Our tour group went to Capri in March (during the off-season) via a large ferry boat from Naples. Everyone else in our footsore group opted for a bus tour, but my friend Carol and I decided to hike around on our own. Those who went on the bus tour said it was rather unsatisfactory, and was geared more for people who wanted to shop at the many expensive boutiques scattered across the island.
Capri is very, very expensive if you plan to stay there; expect to pay upwards of $300US a night for a hotel room. A much better tactic is to stay someplace on the coast (like in Sorrento) and make a day trip out to the island.
Capri is one of the most beautiful places I’ve ever been. I think Carol and I spent a solid five or six minutes just wandering around going “Wow!” after we got there. The scenery is just stunningly gorgeous.
We took a funicular up from the dock to the main town. After exploring the lovely Augustus Garden, we went to the 14th century Carthusian monastery of San Giacomo. We wandered into the municipal public library that’s housed in the monastery, and the young man there let us into the museum, which was closed for the day. The museum is pretty small, but still has its share of treasures.

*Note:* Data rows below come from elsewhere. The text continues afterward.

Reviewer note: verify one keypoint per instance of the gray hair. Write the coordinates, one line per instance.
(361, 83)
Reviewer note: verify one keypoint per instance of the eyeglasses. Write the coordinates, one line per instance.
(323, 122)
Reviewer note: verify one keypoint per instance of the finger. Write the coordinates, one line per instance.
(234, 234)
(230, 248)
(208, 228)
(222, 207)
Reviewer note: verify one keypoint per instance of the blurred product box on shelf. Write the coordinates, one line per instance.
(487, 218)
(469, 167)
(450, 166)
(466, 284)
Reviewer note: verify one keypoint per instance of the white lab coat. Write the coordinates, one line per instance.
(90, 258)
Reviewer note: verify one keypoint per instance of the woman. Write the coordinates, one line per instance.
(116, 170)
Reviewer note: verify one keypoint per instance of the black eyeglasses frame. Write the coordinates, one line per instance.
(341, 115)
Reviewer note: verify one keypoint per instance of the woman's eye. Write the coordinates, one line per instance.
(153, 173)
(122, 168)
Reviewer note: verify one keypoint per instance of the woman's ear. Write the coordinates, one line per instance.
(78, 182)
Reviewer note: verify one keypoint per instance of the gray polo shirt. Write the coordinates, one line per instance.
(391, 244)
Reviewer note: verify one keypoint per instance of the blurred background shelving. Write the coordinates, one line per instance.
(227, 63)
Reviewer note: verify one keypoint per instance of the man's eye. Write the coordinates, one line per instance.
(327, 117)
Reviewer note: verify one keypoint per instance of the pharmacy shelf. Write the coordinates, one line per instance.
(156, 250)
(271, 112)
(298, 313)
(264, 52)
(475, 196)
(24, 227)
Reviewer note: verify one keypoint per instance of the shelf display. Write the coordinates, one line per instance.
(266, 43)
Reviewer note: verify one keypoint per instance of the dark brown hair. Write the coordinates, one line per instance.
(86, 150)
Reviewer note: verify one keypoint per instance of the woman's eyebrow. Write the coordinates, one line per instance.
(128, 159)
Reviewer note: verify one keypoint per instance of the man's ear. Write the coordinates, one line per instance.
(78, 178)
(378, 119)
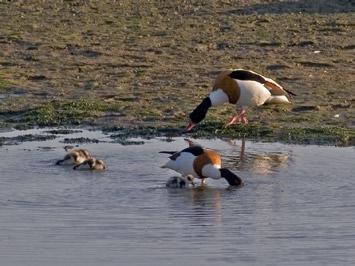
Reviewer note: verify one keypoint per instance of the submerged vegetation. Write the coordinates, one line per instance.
(143, 68)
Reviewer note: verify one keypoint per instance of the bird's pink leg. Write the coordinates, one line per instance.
(239, 117)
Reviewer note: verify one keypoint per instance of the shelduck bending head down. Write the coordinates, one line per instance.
(91, 164)
(243, 88)
(75, 156)
(201, 163)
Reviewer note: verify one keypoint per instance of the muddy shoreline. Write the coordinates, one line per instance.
(140, 70)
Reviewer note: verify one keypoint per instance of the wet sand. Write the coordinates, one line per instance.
(148, 65)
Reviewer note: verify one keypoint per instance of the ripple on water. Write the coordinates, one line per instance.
(296, 207)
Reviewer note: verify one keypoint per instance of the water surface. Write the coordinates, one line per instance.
(297, 206)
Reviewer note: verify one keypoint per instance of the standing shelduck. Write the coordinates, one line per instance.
(201, 163)
(244, 88)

We also went up to see the Villa Jovis, the Roman ruins at the top of Capri. The Villa Jovis was the palace of the Roman emperor Tiberius; he ruled the empire from the island for about 12 years until his death (if you’ve seen the movie Caligula, much of it takes place in the palace at Capri).

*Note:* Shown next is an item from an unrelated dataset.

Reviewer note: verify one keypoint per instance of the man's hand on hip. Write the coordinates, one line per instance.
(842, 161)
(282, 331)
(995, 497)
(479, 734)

The ruins are very much worth seeing, but, unless you’re in much better physical condition than the average U.S. tourist, don’t believe travel expert Rick Steves when he says one can make it from the town to Villa Jovis in a mere 45 minutes. The hike up the mountainous island will take you closer to an hour or an hour and a half. I’m pretty sure the hike would have been too much for at least half our tour group. Wear good shoes, and bring water, because you’ll need it.

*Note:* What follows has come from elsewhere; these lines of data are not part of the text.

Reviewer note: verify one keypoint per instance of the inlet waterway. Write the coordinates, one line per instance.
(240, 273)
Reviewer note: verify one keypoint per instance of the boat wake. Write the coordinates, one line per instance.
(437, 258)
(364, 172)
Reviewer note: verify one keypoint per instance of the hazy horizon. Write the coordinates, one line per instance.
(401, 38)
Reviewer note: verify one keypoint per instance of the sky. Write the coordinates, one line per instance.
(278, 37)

The path up to Villa Jovis is not as well-marked as one would hope, and it’s easy to take a wrong turn and end up at the Natural Arch instead. Not that that’s necessarily a bad thing, because the natural arch — a huge arch formed naturally by the action of wind and water — is quite beautiful.
The trek to Villa Jovis also lets you see some very nice houses and landscape. Chances are, though, you won’t be in a mood to notice them until you’re on your way back down to the town.
We did not go see The Blue Grotto, which is a partially submerged cave you can visit in which the water seems to glow a brilliant blue. Other people we met there said that while the grotto’s pretty, you don’t get to spend much time there considering how much the boat trips cost, and all in all it’s a bit of a tourist trap.